The real clincher is that the glass you clean can sometimes end up looking worse than before you started. Sure, the toothpaste splatters might be gone, but now you have tracks showing exactly where you dragged your rag. The frustration of cleaning and having your glass look dirtier afterward can make glass-cleaning feel futile.

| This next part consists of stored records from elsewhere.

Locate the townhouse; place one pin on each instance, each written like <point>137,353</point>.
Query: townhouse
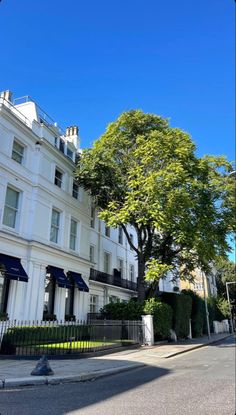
<point>57,259</point>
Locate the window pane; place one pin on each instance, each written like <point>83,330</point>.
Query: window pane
<point>54,234</point>
<point>75,192</point>
<point>72,242</point>
<point>9,218</point>
<point>17,152</point>
<point>73,228</point>
<point>91,253</point>
<point>55,218</point>
<point>12,198</point>
<point>58,178</point>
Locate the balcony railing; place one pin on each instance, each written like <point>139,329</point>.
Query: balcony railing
<point>115,280</point>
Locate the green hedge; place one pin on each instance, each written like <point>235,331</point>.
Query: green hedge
<point>181,305</point>
<point>29,336</point>
<point>198,314</point>
<point>132,310</point>
<point>162,317</point>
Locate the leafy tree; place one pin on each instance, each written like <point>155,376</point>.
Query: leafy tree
<point>225,272</point>
<point>144,173</point>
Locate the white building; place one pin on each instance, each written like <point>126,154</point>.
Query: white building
<point>56,256</point>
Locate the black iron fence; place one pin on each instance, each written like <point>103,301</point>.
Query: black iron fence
<point>63,338</point>
<point>116,280</point>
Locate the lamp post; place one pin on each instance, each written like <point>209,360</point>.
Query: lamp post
<point>230,312</point>
<point>206,306</point>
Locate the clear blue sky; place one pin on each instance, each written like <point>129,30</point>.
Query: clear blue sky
<point>85,62</point>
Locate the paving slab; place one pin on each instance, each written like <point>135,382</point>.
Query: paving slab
<point>15,373</point>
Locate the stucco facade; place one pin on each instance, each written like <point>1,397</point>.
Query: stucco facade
<point>46,221</point>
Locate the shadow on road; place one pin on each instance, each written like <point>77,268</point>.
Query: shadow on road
<point>70,398</point>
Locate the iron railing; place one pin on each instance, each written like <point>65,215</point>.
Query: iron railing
<point>105,278</point>
<point>33,338</point>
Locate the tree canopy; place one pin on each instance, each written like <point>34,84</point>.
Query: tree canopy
<point>143,173</point>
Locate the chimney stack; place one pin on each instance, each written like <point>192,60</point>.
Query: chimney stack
<point>72,131</point>
<point>7,95</point>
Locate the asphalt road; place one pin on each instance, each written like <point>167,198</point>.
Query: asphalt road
<point>198,382</point>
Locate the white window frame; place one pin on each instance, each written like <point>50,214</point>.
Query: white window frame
<point>107,262</point>
<point>93,303</point>
<point>107,231</point>
<point>91,253</point>
<point>120,235</point>
<point>73,235</point>
<point>57,226</point>
<point>131,272</point>
<point>16,210</point>
<point>21,155</point>
<point>132,240</point>
<point>75,193</point>
<point>92,216</point>
<point>120,266</point>
<point>59,181</point>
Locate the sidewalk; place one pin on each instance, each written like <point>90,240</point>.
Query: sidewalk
<point>17,372</point>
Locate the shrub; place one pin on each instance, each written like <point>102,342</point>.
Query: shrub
<point>214,313</point>
<point>162,317</point>
<point>3,316</point>
<point>197,314</point>
<point>181,305</point>
<point>30,336</point>
<point>132,310</point>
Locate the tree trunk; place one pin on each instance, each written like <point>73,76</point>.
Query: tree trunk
<point>140,279</point>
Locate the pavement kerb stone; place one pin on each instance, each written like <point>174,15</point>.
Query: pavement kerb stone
<point>27,381</point>
<point>197,346</point>
<point>46,380</point>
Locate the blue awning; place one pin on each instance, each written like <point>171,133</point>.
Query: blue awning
<point>82,286</point>
<point>60,277</point>
<point>12,268</point>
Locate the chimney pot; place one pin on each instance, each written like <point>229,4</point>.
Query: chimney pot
<point>7,95</point>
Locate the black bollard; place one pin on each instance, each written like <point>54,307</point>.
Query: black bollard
<point>42,368</point>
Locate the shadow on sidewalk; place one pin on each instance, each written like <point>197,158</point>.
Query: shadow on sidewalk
<point>70,398</point>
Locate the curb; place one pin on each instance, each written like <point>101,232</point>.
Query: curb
<point>198,346</point>
<point>46,380</point>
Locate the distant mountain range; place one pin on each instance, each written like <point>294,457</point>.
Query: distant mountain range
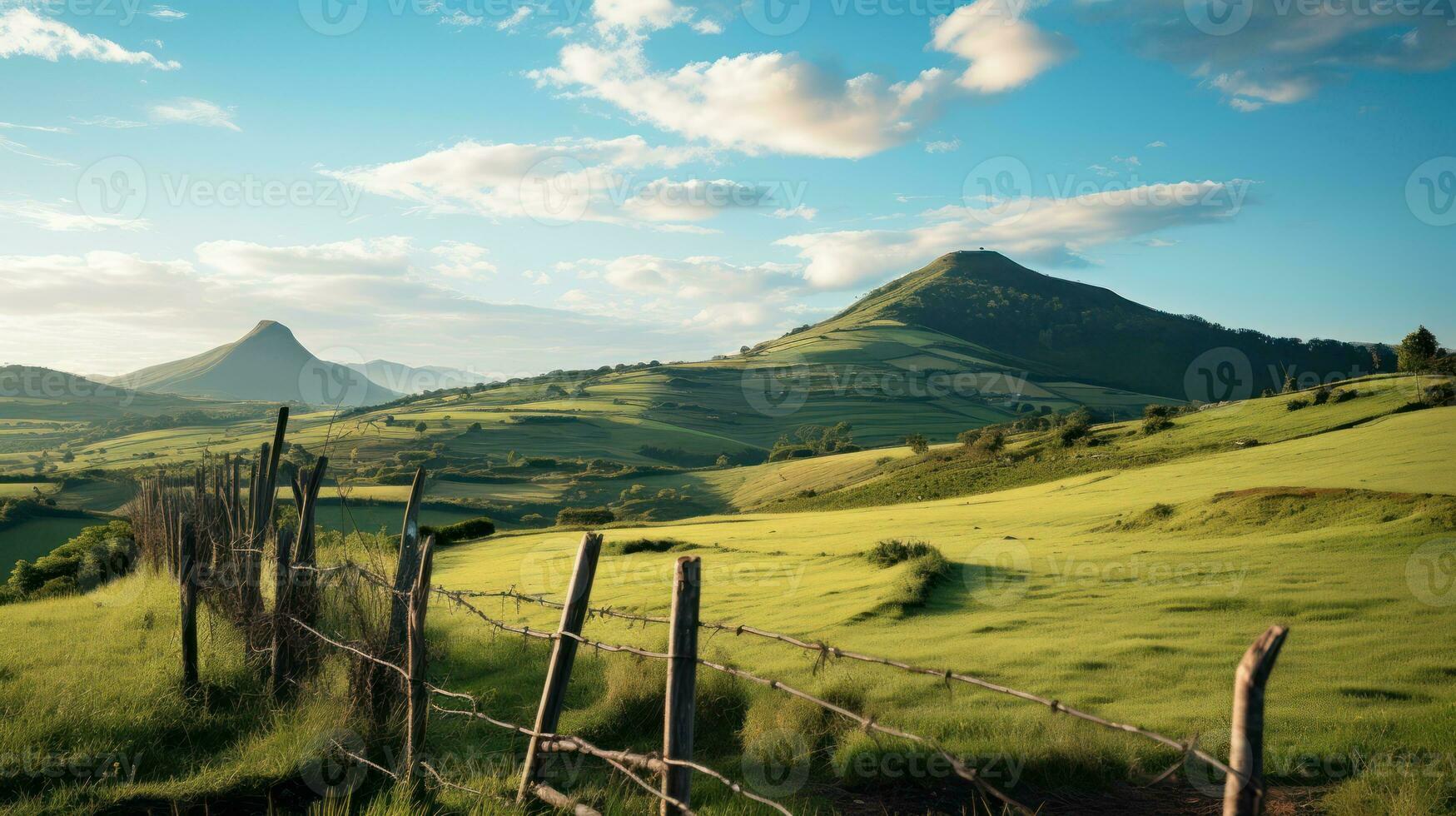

Crystal clear glass, on the other hand, is thrilling. Making glass look like it’s not even there is any glass-cleaner’s goal, and you can reach that goal every time if you stop making these three mistakes:

Credit: Joe Lingeman

You’re using too much cleaning spray.

Using too much product often leads to streaks, especially if the cleaner you’re using doesn’t evaporate quickly enough. More product means more you have to wipe and that’s a waste of energy. Rather than spraying the whole pane of glass or covering the entire mirror with window cleaner, try one or two very light mists. Or try spraying a bit of product directly onto your cleaning cloth. If you use the bare minimum of product required to cut through dirt, you’ll erase smudges and films without leaving anything behind.

Credit: Joe Lingeman

You’re using the wrong kind of rag.

If you’re using a regular terrycloth rag, you’ll leave behind lint that most certainly does not make your glass look clear. Successful glass-cleaning depends on lint-free material for wipe-downs. A recommended favorite is a microfiber cloth. These won’t leave behind lint, and the dense weave of the fabric helps lift grime from the glass.

You’re not applying enough pressure when you buff.

Window cleaning definitely doesn’t require the same kind of elbow grease as scrubbing out a dirty oven, but to do it well you need to apply a bit more pressure than you might be used to. In addition to rubbing the glass harder as you’re cleaning off your glass, remember to buff the glass after you’ve wiped. This just means running your cloth over the areas you’ve already cleaned in small, circular motions. Often, you can see smears and smudges disappear before your eyes and you’re left with that diamond glass glint you crave.